Applying Second-Order Optimization Practices on the ResNet-50 Network

Overview

Common optimization algorithms can be divided into first-order optimization algorithms and second-order optimization algorithms. Classical first-order optimization algorithms, such as SGD, have small volume of computation, with fast computation speed, but converge slowly and require many iterations. The second-order optimization algorithms use the second-order derivative of the objective function to accelerate the convergence, which can converge to the optimal value of the model faster and requires fewer iterations. However, the overall execution time of the second-order optimization algorithms is still slower than the first-order optimization algorithms due to its high computational cost, so the application of the second-order optimization algorithm in deep neural network training is not common at present. The main computational cost of the second-order optimization algorithms lies in the inverse operation of the second-order information matrix (Hessian matrix, FIM matrix, etc.), with a time complexity of about \(O(n^3)\).

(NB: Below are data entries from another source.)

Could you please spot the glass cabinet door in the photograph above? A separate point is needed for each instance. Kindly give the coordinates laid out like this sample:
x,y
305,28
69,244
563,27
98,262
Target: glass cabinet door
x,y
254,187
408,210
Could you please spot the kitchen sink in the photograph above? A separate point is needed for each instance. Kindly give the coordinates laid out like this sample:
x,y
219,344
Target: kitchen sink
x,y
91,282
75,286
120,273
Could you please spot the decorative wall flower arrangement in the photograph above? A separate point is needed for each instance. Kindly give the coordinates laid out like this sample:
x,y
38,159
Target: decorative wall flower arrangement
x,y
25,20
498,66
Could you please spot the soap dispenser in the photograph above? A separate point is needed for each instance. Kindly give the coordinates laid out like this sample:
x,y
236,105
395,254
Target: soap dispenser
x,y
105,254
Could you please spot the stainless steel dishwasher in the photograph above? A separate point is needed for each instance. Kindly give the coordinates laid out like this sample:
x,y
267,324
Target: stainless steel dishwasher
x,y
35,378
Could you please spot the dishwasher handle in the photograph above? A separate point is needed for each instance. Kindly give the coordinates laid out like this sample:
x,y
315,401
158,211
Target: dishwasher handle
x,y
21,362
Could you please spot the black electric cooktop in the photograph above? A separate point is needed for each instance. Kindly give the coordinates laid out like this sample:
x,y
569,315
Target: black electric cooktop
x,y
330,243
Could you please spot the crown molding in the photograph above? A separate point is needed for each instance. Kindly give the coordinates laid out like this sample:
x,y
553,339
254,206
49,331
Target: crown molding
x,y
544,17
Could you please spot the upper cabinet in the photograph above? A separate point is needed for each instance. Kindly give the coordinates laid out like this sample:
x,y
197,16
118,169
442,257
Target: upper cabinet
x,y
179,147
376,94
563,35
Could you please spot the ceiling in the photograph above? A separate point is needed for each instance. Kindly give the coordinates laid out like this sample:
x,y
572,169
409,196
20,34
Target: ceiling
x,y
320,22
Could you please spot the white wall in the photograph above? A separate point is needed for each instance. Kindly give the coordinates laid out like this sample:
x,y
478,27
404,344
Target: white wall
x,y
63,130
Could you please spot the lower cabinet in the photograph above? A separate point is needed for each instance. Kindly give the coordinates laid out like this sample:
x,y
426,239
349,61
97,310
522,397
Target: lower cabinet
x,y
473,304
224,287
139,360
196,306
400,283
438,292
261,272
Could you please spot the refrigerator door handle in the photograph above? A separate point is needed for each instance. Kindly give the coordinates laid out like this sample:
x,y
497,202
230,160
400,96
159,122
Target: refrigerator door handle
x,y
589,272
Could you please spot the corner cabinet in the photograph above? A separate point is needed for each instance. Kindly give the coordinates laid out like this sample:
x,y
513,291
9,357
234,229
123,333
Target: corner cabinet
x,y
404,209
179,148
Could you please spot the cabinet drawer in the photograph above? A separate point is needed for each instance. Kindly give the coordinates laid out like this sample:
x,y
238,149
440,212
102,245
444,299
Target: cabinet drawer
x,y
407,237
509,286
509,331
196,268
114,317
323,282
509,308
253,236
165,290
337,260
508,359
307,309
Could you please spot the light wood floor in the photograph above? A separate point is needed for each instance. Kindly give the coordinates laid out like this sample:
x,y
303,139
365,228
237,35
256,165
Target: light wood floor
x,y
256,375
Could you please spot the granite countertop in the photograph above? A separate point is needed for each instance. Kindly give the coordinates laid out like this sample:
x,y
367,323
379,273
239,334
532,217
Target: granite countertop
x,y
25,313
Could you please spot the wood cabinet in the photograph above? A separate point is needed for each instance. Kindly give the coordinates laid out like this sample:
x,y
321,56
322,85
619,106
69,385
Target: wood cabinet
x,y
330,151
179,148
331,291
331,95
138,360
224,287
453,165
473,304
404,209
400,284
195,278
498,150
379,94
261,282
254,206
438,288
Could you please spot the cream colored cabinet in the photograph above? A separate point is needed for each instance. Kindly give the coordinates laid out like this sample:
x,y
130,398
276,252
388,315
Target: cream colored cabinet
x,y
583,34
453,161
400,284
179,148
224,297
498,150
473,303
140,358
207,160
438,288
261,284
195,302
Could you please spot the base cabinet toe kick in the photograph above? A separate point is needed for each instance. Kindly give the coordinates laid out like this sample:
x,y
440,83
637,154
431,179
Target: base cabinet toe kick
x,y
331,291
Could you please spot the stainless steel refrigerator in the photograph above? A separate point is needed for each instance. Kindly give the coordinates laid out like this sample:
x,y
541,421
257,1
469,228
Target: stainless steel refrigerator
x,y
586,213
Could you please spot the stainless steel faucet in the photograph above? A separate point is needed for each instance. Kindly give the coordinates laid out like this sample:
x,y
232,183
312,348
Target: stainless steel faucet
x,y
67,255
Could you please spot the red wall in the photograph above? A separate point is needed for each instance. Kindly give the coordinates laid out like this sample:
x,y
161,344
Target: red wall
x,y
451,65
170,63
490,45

Based on the existing natural gradient algorithm, the MindSpore development team has developed a usable second-order optimizer THOR by using approximations, tiles and other optimization accelerations for the FIM matrix, which greatly reduces the computational complexity of the inverse matrix. Using eight Ascend 910 AI processors, THOR can complete training the ResNet50-v1.5 network and ImageNet dataset in 72min, nearly doubling the speed compared to SGD+Momentum.

This tutorial will focus on how to train ResNet50-v1.5 network and ImageNet dataset on Ascend 910 and GPU using THOR, a second-order optimizer provided by MindSpore.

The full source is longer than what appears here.